TORONTO, CANADA - APRIL 18: A close-up view of the stitches and leather surface of a baseball with the MLB logo on it is displayed prior to the start of batting practice before the Toronto Blue Jays MLB game against the Chicago White Sox on April 18, 2013 at Rogers Centre in Toronto, Ontario, Canada.
Tom Szczerbowski/Getty Images
March 10, 2022 9:56 PM EST

Major League Baseball reached a new labor agreement with its players union, ending a three-month lockout and paving the way for the season to start next month.

The tentative agreement with the Major League Baseball Players Association still must be approved by team owners, a spokesman for the union said Thursday. Opening day is scheduled for April 7, a week late, and the league is expected to play a full 162-game schedule, ESPN reported.

The deal averts a potential disaster for MLB, which was already coping with the loss of TV viewers and looking for ways to speed up games that now average three hours-plus. The long contests have made baseball a tougher sell for a younger generation raised on YouTube clips.
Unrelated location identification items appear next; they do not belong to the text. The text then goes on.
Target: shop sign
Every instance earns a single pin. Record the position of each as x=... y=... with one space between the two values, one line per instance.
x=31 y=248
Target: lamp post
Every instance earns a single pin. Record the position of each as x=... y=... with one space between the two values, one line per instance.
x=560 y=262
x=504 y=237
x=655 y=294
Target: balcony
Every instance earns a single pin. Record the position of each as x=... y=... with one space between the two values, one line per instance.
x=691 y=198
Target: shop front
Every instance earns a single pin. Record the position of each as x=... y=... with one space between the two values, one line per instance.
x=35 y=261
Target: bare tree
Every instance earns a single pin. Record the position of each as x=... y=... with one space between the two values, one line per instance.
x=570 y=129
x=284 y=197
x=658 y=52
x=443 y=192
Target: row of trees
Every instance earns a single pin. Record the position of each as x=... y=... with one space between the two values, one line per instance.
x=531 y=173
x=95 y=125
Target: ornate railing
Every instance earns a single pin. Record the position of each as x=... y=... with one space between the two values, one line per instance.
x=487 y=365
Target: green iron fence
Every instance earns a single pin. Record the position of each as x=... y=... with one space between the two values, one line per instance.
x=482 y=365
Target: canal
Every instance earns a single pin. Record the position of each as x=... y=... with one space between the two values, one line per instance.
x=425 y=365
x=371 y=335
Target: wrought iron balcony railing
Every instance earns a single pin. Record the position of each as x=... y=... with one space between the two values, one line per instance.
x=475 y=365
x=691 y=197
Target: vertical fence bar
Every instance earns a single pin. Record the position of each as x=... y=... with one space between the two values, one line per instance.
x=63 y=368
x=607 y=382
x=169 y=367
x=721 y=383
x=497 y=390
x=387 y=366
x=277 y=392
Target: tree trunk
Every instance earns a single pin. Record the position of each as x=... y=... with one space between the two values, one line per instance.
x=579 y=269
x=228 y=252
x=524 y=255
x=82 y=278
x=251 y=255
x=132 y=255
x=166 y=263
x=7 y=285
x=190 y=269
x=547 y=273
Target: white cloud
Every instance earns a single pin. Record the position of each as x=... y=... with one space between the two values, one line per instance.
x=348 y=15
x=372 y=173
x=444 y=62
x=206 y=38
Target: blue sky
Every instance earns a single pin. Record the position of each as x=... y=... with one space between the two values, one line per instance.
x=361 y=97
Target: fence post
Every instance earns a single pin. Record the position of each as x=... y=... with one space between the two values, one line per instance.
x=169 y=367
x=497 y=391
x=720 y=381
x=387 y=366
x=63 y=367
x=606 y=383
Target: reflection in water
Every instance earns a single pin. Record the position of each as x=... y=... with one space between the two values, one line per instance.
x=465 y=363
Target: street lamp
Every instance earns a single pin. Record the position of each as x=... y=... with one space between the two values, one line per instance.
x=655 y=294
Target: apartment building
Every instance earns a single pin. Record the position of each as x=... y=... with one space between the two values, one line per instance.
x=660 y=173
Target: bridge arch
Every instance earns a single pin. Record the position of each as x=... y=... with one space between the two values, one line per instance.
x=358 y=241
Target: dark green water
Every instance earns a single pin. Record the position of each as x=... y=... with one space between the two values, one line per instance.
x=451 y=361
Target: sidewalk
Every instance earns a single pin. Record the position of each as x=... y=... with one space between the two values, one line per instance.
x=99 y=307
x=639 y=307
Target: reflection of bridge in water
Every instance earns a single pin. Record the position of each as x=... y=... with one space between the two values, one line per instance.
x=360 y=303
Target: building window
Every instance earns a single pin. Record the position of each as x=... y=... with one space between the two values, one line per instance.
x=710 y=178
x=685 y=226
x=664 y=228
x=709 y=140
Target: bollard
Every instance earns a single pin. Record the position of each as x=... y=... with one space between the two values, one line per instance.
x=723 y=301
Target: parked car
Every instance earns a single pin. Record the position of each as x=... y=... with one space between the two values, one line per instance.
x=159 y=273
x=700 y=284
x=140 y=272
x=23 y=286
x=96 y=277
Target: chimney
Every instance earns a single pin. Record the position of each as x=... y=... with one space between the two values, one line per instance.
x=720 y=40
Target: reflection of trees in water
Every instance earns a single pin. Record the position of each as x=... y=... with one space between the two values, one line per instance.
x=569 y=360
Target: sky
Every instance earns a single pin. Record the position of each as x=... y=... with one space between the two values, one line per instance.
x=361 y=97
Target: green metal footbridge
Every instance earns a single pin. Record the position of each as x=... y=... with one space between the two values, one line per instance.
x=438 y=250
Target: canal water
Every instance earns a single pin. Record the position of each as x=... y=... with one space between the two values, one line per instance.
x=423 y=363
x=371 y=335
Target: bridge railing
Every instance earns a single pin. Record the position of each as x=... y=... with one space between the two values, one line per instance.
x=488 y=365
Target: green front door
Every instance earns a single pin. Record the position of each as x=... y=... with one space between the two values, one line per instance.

The deal is good news for TV networks including AT&T Inc.’s WarnerMedia, Walt Disney Co.’s ESPN, Fox Corp. and Sinclair Broadcast Group Inc., which air the games.

The league is also trying to reach cord-cutters who don’t get cable TV. On Tuesday, Apple Inc. reached a deal with Major League Baseball to air Friday night games on its streaming service, marking the iPhone maker’s first major foray into sports broadcasting.

But the sport will need more ways to reverse a decline in interest from even its loyal fans. Attendance fell to 68.5 million in 2019, the lowest since at least 2006. TV viewership rebounded last year, with the World Series audience on Fox up 20% to almost 12 million viewers. Still, that was well below the recent peak of 23.4 million in 2016.

Owners locked out the players in early December after their existing labor agreement expired. The players association said salaries weren’t keeping up with revenue and sought changes to a system that the union said offered big paydays to a handful of free-agent stars but didn’t benefit many others.

On Wednesday, the league said it was canceling more games after two late-night negotiating sessions failed to result in an agreement.